1 - Les observations d'ÉRATOSTHÈNE
En 205 avant J.C., le grec ÉRATOSTHÈNE, alors Directeur de la Grande Bibliothèque d'Alexandrie en Égypte, propose une méthode purement géométrique pour mesurer la longueur du méridien terrestre (circonférence passant par les pôles). Il va partir de l'observation d'ombres portées faites en deux lieux, Alexandrie et Syène (aujourd'hui Assouan), éloignés d'environ 800 km (distance estimée d'après le temps mis par des caravanes de chameaux pour relier ces deux villes !), au moment du solstice d'été et à l'heure du midi solaire local.
Ce jour-là et à cette heure précise dans l'hémisphère Nord, le Soleil occupe, de tous les jours de l'année, la plus haute position au dessus de l'horizon.

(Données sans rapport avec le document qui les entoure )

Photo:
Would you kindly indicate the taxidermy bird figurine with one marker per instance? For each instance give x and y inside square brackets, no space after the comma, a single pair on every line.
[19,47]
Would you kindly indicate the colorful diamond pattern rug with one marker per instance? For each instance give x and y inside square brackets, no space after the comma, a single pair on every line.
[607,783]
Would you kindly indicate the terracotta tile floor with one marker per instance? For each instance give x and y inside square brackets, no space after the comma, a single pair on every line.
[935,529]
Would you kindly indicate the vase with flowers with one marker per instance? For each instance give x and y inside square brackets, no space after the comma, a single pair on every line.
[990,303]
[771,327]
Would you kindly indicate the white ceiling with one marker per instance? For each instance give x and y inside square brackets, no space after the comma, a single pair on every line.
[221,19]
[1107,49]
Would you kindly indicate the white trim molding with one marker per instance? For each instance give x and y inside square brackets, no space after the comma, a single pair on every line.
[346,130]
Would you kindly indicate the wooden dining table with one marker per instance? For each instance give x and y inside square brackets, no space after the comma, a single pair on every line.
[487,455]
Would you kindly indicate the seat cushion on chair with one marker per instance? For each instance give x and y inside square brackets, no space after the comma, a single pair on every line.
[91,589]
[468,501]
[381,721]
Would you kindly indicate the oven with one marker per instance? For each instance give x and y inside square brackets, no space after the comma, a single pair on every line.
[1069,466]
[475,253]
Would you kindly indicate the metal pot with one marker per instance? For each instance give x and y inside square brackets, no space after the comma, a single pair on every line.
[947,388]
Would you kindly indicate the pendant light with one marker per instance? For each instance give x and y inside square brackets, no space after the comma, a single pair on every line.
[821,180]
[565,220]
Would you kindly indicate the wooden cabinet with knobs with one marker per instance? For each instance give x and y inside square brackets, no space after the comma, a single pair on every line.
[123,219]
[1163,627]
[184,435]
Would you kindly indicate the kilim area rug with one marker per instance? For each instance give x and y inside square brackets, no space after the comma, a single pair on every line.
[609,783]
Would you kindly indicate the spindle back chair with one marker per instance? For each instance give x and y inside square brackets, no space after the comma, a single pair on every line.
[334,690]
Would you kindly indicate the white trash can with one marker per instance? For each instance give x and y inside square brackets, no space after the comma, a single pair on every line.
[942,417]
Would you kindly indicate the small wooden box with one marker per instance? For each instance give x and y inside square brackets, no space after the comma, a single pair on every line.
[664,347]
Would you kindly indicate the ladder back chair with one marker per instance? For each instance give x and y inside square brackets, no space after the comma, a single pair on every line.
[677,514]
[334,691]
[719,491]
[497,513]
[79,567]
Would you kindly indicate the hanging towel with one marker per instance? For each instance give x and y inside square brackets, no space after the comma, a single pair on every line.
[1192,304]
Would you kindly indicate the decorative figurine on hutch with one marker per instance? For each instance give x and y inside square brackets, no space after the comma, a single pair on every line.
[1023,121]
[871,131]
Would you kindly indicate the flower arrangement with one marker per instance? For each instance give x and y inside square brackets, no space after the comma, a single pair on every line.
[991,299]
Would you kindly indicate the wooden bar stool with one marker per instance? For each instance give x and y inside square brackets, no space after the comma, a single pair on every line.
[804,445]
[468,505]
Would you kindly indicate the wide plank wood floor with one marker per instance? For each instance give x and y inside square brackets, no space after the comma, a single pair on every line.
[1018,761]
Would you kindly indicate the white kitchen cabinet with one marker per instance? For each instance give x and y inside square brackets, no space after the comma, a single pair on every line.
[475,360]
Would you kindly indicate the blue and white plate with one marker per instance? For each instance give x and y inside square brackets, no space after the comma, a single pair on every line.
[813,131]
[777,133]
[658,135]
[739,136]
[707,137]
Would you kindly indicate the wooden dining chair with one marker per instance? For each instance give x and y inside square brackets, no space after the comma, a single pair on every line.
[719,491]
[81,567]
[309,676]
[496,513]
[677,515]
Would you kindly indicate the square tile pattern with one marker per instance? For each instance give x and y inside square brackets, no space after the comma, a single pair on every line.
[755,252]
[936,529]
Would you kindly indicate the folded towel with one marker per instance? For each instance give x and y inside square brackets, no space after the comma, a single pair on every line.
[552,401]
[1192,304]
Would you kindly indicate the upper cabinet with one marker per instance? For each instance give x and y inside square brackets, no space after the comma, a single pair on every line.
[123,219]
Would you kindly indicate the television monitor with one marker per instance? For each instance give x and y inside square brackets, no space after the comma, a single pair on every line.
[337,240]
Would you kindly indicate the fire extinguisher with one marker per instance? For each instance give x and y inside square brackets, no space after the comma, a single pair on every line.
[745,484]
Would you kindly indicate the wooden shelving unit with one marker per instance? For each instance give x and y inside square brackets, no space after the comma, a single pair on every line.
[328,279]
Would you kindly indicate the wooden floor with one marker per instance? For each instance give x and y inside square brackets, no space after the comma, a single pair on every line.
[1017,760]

Néanmoins, ÉRATOSTHÈNE remarque des différences d'un lieu à l'autre. A Syène (à peu près située sur le tropique du Cancer) le Soleil est à la verticale,  si bien que ses rayons pénètrent jusqu'au fond des puits ; quant aux ombres portées des objets verticaux, elles sont parfaitement centrées autour d'eux. Par contre, à Alexandrie, le Soleil n'est plus à la verticale et ces mêmes objets ont une ombre décentrée, très courte. ÉRATOSTHÈNE va mesurer l'ombre d'un obélisque dont il connaît déjà la hauteur, et il va en déduire l'angle que font les rayons solaires avec la verticale : il trouve 7,2° (fig. 1).

A partir de toutes ces observations, deux hypothèses s'offrent à lui :

1) La Terre est plate (fig. 2a), mais alors, le Soleil serait suffisamment proche pour que la divergence de ses rayons atteignant des objets éloignés soit significative : en effet, les objets de longueur identique ont des ombres de longueurs différentes et pas d'ombre du tout à l'aplomb du Soleil (angle nul). 

2) La Terre n'est pas plate (fig. 2b), sa surface est courbe, et peut-être même sphérique. Seulement, les même résultats peuvent être obtenus avec des rayons solaires tous parallèles : cela implique que le Soleil soit suffisamment éloigné, très, très éloigné…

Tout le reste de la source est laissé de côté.